Saturday 26 September 2009

In which I am a crumbly cheddar.

Printed 15/10/08

Third year is here! That’s an insincere exclamation mark, but I’m hoping if I use it enough the enthusiasm might stick. Third year, third year, third year! Never, under any circumstances, to be referred to as ‘final year’. That’s far too, er, final. And makes me think of finals. Possibly with an accompanying facial twitch. So, third year! Pip pip!

Obviously it isn’t something to feel glum about, as students, like leather shoes and Joan Rivers’ face, grow better with age (important to note: the former get looser and the latter gets tighter. Students do both, morally then financially). Yes, I’m choosing to think of third year as a slab of cheese, maybe Cathedral City, which has been gradually maturing over the last 24 months to reach the perfect stage of rich, crumbly flavour once we’re fully equipped to appreciate its delicate nuances. Freshers can make do with Babybell and Dairylea Dunkers. Save the good fromage for us old-timers, please.

Nothing makes you feel more at-home in your student slippers than summoning your little brother to the phone for his pre-uni pep talk. I leaned back in my armchair, stroked my beard, puffed on a metaphorical pipe of wisdom and smiled a twinkly smile like the Werther’s Originals granddad, sifting through the vast sands of my acquired knowledge for a nugget of gold to give the youngster. Eventually I produced the following: “Don’t make friends with losers. You’ll still be shaking them off in two years time*. And don’t go to any event that requires you to wear school uniform. You are better than that.”

Handing the crown down to Bravo no.2 was a sombre experience. I felt a certain affinity with Bruce Forsyth, handing the Generation Game over for Jim Davidson to trample all over – not to suggest that in 60 years time I will be a doddery national dancing treasure while the brother peddles bigoted smut to pensioners on Southend Pier, but you get the gist. I used to drink six cups of black coffee a day, and now I get my morning kicks from Berocca. The times, they are a-changing.

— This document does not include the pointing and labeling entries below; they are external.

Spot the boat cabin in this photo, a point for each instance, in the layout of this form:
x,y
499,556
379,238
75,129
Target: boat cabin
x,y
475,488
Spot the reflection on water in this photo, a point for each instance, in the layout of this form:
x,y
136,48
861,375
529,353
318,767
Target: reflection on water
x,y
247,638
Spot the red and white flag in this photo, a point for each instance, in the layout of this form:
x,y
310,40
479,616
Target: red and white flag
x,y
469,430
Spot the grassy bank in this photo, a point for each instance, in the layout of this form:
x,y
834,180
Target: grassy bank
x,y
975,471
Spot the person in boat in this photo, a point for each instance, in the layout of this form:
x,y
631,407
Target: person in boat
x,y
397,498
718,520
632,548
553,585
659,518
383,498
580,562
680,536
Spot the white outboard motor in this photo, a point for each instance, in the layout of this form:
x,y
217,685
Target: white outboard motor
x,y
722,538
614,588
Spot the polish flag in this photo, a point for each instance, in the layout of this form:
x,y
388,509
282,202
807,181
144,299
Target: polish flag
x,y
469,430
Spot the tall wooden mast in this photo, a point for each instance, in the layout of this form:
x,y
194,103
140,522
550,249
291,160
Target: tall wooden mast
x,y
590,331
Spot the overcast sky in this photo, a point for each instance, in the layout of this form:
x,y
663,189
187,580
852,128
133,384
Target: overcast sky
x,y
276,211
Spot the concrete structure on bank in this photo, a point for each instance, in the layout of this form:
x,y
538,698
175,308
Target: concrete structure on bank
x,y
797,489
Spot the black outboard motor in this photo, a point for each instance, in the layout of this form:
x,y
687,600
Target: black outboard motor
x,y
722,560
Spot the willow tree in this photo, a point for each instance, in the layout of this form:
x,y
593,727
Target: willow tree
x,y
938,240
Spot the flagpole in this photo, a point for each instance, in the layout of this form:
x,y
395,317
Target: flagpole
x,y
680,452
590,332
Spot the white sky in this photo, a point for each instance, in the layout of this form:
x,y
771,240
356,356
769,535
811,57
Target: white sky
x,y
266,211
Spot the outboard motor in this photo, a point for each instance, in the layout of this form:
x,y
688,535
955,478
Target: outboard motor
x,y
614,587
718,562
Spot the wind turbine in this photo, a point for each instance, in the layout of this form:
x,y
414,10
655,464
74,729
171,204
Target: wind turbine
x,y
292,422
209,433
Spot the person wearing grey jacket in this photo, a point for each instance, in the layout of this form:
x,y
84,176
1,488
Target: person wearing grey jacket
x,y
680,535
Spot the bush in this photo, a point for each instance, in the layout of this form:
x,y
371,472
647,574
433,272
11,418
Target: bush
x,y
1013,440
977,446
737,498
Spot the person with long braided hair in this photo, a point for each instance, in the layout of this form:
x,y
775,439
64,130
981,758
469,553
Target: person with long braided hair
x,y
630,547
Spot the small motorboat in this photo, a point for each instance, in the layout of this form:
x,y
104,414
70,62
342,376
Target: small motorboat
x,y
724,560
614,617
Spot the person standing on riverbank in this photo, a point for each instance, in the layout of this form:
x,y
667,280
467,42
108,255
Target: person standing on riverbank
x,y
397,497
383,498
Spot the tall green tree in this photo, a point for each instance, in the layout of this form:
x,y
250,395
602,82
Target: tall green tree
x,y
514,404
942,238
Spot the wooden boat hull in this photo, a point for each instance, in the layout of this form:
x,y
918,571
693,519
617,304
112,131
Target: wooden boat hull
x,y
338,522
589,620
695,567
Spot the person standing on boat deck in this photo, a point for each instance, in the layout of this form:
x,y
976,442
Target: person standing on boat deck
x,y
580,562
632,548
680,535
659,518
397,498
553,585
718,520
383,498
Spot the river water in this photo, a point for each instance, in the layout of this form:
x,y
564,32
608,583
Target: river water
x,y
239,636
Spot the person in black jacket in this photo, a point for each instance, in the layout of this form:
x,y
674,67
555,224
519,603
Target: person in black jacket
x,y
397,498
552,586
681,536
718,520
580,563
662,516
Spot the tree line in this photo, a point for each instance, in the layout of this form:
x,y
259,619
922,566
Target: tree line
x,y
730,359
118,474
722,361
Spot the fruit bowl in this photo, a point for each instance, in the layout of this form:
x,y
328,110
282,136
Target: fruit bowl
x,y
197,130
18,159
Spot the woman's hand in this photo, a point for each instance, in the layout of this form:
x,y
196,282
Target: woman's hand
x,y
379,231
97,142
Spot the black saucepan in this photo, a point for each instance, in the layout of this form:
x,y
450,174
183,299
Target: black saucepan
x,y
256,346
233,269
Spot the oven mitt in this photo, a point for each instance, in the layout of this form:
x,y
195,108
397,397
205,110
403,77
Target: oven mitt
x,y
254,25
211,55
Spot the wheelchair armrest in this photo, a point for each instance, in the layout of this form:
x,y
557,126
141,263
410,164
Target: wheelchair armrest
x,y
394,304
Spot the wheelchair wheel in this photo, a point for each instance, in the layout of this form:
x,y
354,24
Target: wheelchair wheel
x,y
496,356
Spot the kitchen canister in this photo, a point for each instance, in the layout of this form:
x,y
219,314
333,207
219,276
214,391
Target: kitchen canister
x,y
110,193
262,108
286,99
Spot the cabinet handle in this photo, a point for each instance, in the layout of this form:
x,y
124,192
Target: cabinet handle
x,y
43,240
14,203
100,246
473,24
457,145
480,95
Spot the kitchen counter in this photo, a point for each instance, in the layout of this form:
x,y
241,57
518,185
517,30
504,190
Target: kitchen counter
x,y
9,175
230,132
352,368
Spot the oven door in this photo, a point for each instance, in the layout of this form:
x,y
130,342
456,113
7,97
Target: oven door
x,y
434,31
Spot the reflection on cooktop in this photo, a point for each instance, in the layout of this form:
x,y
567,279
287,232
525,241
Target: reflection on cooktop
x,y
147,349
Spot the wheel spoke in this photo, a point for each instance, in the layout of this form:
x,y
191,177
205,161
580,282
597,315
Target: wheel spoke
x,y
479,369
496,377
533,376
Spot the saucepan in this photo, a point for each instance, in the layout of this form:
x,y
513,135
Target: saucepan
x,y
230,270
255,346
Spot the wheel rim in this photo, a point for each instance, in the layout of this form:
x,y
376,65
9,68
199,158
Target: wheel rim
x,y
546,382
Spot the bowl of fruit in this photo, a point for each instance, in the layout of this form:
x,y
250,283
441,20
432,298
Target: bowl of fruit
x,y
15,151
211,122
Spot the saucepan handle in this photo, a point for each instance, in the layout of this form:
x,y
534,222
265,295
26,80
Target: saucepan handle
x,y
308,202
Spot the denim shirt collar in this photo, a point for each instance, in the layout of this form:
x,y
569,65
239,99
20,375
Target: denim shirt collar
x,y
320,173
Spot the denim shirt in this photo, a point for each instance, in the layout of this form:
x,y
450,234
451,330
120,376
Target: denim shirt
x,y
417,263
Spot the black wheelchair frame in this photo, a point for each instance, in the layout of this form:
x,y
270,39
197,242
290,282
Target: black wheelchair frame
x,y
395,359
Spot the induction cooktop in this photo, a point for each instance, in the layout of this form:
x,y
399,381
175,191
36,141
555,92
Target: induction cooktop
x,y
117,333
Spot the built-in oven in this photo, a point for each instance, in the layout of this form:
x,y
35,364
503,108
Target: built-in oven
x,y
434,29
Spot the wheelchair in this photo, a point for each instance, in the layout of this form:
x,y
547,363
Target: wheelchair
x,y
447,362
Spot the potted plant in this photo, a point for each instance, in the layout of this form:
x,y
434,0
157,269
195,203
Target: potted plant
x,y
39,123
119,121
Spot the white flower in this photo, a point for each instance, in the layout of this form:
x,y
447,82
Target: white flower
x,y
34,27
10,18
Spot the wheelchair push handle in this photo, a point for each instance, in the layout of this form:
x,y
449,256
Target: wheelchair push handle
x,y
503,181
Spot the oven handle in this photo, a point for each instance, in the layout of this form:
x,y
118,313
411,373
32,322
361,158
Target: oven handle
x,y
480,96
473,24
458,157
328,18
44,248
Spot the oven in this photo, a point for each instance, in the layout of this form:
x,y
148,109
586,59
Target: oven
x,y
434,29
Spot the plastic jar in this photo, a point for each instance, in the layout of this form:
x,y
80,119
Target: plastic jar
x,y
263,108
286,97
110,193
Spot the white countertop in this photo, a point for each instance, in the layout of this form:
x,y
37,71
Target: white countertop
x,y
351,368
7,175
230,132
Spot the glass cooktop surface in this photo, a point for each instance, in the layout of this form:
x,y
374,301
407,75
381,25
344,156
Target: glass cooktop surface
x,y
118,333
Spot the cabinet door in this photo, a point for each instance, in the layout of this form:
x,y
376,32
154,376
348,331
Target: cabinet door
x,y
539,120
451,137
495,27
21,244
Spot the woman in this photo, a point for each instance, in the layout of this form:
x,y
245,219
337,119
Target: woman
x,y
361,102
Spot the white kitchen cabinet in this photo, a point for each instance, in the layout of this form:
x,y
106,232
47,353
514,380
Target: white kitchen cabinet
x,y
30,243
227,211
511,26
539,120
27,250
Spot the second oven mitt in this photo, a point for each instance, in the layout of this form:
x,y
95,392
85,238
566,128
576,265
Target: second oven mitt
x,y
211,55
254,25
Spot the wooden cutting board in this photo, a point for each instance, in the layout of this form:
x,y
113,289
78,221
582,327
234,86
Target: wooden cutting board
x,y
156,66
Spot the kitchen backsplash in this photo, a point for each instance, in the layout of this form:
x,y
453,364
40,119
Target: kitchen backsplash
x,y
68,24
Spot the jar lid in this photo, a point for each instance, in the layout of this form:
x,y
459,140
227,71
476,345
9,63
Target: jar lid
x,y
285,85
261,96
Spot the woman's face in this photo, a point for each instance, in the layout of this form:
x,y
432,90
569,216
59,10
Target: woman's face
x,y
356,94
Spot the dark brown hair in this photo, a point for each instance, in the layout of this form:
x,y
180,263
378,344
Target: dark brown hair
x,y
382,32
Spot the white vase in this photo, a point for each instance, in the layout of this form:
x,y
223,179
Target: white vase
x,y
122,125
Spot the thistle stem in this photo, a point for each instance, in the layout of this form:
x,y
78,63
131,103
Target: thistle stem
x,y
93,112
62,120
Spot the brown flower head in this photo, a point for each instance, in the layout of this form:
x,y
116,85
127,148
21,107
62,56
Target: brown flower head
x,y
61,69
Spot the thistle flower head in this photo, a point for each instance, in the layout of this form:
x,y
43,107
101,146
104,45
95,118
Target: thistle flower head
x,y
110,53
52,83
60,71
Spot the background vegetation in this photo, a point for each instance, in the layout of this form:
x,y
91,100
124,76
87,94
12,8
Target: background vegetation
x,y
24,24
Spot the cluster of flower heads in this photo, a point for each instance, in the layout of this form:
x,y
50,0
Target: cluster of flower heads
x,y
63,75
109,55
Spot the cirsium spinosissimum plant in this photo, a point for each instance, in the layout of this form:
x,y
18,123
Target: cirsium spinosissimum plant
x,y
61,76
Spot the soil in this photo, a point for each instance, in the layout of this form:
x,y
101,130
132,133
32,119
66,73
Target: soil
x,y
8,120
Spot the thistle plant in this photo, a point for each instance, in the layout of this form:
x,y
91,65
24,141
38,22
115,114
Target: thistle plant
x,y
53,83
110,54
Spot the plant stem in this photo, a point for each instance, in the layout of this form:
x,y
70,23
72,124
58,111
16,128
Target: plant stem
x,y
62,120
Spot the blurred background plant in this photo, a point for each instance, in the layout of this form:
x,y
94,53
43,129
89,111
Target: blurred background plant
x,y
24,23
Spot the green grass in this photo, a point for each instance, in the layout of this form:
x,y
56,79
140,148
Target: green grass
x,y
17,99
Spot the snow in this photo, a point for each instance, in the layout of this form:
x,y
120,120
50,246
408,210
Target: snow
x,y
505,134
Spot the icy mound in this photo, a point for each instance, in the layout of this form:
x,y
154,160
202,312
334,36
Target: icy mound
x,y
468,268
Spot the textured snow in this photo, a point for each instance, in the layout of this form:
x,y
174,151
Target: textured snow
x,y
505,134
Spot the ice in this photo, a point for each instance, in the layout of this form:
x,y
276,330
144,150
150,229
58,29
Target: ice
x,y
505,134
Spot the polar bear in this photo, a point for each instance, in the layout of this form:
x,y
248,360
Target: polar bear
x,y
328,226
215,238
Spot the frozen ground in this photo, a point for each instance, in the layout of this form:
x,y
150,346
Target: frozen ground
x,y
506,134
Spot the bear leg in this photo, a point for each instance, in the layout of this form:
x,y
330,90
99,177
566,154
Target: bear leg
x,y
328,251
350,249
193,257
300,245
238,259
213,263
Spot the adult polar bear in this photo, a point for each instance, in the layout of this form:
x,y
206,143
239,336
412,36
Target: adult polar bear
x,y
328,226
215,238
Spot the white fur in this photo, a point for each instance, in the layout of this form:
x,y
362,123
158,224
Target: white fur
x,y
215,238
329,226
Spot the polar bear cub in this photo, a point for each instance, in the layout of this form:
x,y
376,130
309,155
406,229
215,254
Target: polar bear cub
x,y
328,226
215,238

Sensing that there’s an unwritten rule somewhere about people over 21 living with stolen road signs as wall decoration, we’ve given the house a third-year makeover. Out with the bits of broken bus stop, in with fresh flowers (albeit in makeshift pint-glass vases). Away went the kitchen mould farm, maintained in case one day we should stumble across a cure for cancer in some month-old kebab rind, and in its place a shelf of intellectual books for breakfast-time perusal (current selection: A Brief History of Time; The Famous Five go up a Hill Again; Bettaware Autumn ’08). We’re mere steps away from using coasters. It’s very exciting.

Worrying though, was the realisation that while we’ve amassed enormous amounts of extra-curricular wisdom, not to mention 54 local takeaway menus and 17 toothbrushes between five people, we haven’t learnt very much about very much at all to do with academia. When I was a child I would watch University Challenge and think “Wow. This is a superior calibre of human. When I am at university, I too will have reached this higher plane and know things about stuff. I’ll know what type of object is the end product of a star of less than 4 solar masses, and what word is used in a planned economy to describe the required output and is used elsewhere to describe a maximum allocation, and which rank in the army is equivalent to the naval rank of commodore, and the name of the last opera written by Mozart. I’ll know all of this, because that’s what university does.” Then I would get one answer right, maybe two on an amazingly jammy day, and look forward to the day when I knew everything.

But of course the day never came. After two years and £6000-worth of quality education, I still only get one answer right, usually the arbitrary one about pop music or Coronation Street chucked in to wobble the geeks off their pedestals. Where do they FIND those contestants? I will happily swear right now that not a single person I know at uni could answer: the term 'enriched uranium' refers to an increase in the proportion of which isotope of uranium to natural uranium for use in a nuclear reactor or weapon?, and I don’t think that makes them any less worthy as people.

Anyway, we’ve still got a year to work on it. By which point we’ll be a veiny old stilton, with a few more intellectual books on the breakfast bookshelf. Third year, third year, third year!!


*Don’t worry, I’m not talking about you. Or you. Possibly you, but that’s all water under the bridge now.